Le pesche, di sapore gustoso e profumo gradevole, sono apprezzate sia fresche che secche, in sciroppi, in confetture o candite. In Italia, dove la coltivazione delle pesche è favorita dal clima e dalla natura del terreno di alcune regioni, si pratica questo tipo di coltura sin dall’antichità. Per l'arrivo delle pesche nella zona mediterranea si deve ringraziare Alessandro Magno. È stato lui, infatti, a portarle a Roma: ne era rimasto colpito mentre visitava i giardini di Dario III in Persia. I Romani per primi furono grandi consumatori di pesche, trasportandole dalla Persia nel 50 a.C.; in realtà, il pesco è originario della Cina, dove cresce spontaneo.
Le pesche sono il simbolo della stagione estiva, annoverano molte proprietà benefiche, sono alleate della forma fisica, per arrivare in piena forma alla prova costume. Oltre ad essere ipocaloriche e del tutto prive di grassi, hanno proprietà antiossidanti. Ne esistono diverse varietà: si va dalla pesca gialla a quella bianca, dalla tabacchiera alla nocepesca: maturano dalla fine di maggio alla fine di settembre. Nel territorio nocerino, in zona Starza, sono famose le nettarine bianche, caratterizzate dalla buccia liscia di color crema, tendente al verdognolo, senza la peluria tipica delle pesche comuni, e dalla polpa candida. Hanno un sapore dolce, aromatico e delicato e la polpa è morbida e succosa, ideale per essere consumata fresca. Richiedono tanta manodopera perché sono molto delicate, anche se la richiesta sul mercato è vastissima poiché si tratta di un prodotto di gran pregio.

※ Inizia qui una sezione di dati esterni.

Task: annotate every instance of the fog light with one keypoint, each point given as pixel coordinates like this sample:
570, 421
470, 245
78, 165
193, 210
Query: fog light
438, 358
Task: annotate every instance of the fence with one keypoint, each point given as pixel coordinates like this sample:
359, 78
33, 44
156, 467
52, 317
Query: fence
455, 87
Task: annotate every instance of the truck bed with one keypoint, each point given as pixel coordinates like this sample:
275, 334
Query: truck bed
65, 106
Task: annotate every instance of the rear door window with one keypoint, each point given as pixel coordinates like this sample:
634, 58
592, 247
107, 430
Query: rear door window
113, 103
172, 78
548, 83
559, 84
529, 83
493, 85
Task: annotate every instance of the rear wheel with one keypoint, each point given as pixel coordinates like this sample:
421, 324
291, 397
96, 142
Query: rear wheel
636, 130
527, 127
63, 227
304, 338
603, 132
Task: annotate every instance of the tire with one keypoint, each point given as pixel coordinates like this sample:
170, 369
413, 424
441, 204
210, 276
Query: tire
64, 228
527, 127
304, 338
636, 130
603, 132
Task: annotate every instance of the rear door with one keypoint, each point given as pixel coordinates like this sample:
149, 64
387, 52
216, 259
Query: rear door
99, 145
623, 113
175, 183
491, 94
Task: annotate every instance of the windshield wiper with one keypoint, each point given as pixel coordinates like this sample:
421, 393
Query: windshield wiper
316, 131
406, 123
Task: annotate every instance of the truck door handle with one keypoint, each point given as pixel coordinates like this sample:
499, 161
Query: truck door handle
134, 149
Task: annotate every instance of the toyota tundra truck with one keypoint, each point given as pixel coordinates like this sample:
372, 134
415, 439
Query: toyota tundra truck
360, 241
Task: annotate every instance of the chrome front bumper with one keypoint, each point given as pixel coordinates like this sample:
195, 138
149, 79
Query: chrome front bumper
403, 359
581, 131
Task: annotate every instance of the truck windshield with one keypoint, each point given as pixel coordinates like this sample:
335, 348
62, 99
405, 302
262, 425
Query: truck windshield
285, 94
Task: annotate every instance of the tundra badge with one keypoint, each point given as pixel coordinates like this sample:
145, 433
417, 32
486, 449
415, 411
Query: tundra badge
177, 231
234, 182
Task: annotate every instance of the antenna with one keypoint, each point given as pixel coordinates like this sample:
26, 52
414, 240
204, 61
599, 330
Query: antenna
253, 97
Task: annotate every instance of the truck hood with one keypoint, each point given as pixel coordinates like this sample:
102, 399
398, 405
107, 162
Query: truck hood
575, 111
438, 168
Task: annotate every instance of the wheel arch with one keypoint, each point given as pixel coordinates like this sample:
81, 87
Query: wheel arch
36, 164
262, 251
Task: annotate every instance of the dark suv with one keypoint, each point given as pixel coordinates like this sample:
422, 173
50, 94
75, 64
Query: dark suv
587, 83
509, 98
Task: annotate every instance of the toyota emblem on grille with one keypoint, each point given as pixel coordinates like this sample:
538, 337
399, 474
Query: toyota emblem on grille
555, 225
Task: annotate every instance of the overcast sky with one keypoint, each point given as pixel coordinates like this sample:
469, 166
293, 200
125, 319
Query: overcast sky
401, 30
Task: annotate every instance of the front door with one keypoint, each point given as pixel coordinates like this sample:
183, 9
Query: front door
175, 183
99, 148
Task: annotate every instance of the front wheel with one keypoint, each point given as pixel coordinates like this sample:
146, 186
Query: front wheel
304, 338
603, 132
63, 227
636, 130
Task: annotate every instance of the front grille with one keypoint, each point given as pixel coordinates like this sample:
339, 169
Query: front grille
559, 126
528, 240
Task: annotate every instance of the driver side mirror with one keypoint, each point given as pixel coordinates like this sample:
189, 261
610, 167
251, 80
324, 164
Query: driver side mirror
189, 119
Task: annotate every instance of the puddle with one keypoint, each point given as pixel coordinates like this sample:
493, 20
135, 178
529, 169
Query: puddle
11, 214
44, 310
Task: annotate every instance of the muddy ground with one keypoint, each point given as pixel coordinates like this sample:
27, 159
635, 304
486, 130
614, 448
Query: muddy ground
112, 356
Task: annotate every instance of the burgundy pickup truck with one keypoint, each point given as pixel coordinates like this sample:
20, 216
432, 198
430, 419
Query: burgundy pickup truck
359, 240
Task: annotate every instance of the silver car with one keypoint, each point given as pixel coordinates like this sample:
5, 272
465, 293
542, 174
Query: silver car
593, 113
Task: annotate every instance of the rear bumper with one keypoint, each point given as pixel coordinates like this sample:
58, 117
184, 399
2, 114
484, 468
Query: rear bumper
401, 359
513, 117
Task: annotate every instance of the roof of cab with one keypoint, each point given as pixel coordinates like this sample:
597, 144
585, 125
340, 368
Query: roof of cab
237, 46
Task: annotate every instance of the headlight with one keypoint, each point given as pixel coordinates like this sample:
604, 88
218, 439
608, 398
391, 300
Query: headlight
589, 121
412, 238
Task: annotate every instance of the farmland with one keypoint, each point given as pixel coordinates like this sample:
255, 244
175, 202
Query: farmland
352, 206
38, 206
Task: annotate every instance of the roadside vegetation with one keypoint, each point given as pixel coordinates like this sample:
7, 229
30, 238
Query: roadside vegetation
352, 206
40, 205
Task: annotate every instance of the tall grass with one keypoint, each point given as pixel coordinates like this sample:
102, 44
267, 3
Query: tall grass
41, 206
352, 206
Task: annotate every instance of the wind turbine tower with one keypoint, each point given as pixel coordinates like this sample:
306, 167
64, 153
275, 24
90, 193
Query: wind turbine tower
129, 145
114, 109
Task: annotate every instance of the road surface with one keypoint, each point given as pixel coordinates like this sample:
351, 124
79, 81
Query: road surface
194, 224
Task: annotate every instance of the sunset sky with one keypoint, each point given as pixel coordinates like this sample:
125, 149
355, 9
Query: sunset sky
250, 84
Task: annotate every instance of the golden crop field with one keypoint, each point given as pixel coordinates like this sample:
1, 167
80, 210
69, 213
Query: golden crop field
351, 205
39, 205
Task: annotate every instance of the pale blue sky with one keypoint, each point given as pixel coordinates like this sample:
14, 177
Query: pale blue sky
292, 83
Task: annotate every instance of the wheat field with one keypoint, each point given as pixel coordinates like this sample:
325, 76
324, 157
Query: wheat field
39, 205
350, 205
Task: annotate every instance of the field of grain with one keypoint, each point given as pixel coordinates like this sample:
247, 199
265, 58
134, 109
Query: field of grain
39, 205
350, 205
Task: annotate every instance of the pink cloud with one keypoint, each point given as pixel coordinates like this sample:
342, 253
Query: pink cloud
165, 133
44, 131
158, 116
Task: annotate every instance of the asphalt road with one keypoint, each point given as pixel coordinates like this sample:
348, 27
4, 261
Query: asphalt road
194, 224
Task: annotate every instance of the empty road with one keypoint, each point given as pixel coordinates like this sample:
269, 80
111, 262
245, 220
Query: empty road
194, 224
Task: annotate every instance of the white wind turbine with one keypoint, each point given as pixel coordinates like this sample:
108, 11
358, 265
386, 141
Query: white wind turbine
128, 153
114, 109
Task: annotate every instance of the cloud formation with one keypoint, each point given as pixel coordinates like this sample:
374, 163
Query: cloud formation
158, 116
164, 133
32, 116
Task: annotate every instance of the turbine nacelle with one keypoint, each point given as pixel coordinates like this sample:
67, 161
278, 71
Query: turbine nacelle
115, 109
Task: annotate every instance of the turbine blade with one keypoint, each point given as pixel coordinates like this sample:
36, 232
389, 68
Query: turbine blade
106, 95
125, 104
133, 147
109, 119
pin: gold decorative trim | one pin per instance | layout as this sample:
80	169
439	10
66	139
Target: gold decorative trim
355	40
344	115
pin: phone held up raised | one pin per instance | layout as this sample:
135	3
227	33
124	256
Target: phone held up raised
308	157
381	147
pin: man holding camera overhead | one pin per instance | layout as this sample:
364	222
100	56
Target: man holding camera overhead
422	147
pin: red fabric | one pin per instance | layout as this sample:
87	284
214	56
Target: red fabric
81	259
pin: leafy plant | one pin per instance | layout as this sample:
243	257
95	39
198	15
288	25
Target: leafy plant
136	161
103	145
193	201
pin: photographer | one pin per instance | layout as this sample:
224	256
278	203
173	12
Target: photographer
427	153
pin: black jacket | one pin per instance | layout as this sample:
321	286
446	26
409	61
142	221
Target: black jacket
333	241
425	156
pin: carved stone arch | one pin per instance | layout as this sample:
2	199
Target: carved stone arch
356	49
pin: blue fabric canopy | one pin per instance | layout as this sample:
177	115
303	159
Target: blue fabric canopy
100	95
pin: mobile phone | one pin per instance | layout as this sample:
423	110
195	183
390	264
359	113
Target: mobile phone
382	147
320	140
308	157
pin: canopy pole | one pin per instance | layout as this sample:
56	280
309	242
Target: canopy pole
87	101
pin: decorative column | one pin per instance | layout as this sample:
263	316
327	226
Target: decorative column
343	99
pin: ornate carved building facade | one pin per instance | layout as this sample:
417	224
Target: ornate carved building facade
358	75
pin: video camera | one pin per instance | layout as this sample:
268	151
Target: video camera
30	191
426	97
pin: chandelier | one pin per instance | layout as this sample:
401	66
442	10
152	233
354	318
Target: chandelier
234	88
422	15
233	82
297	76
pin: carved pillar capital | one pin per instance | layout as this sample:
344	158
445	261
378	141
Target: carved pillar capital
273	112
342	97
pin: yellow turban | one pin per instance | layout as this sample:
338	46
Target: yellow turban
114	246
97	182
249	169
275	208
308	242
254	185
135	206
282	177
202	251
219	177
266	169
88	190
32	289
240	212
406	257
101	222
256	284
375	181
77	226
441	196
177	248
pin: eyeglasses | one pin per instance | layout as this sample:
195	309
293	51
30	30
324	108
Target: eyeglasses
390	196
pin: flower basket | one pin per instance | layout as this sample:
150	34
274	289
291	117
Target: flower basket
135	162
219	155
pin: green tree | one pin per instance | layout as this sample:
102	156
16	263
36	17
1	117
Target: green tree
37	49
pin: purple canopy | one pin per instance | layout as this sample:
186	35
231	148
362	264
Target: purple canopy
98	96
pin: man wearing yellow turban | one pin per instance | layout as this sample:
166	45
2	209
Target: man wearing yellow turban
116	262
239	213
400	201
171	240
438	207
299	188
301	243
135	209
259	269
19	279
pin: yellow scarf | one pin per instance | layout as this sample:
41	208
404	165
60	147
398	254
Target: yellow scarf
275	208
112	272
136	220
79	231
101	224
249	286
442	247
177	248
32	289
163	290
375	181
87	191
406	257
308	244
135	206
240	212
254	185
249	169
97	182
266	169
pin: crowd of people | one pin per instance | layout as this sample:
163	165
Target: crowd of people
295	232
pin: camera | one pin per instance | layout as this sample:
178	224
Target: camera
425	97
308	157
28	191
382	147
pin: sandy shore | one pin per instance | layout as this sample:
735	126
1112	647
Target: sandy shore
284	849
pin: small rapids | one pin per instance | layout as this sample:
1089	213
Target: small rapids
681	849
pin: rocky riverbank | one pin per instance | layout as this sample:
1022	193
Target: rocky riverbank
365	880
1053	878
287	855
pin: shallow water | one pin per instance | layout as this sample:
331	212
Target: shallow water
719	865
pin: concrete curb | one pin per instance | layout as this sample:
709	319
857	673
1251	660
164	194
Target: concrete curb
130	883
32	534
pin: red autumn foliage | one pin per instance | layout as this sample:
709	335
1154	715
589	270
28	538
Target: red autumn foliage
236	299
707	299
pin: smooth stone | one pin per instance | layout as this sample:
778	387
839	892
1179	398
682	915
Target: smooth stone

Tra esondazioni dei torrenti circostanti e la cementificazione, i suoli per la coltivazione si tanno riducendo sempre più, tant’è che i frutti rischiano l’estinzione.
Le nettarine possono essere mangiate da sole o in macedonia. Utilizzate in pasticceria per aromatizzare torte e semifreddi, sono ideali nella realizzazione di sorbetti e gelati. Nei piatti salati diventano un originale antipasto, ma rendono raffinati anche risotti e primi piatti di pasta ripiena. Se abbinate alle carni, soprattutto al maiale, regalano un tocco di freschezza e colore. Le pesche sono un ottimo alleato della circolazione e aiutano ad eliminare il mal di testa. Essendo ricche di acqua e fibre, sono indispensabili nelle diete ipocaloriche, in quanto hanno un’elevata capacità di stoppare la fame e saziare. Il colore della pesca ha ispirato molti pittori: si trovano pesche mature nei quadri di Caravaggio (1592), Monet (1866), Renoir (1880) e Van Gogh (1888).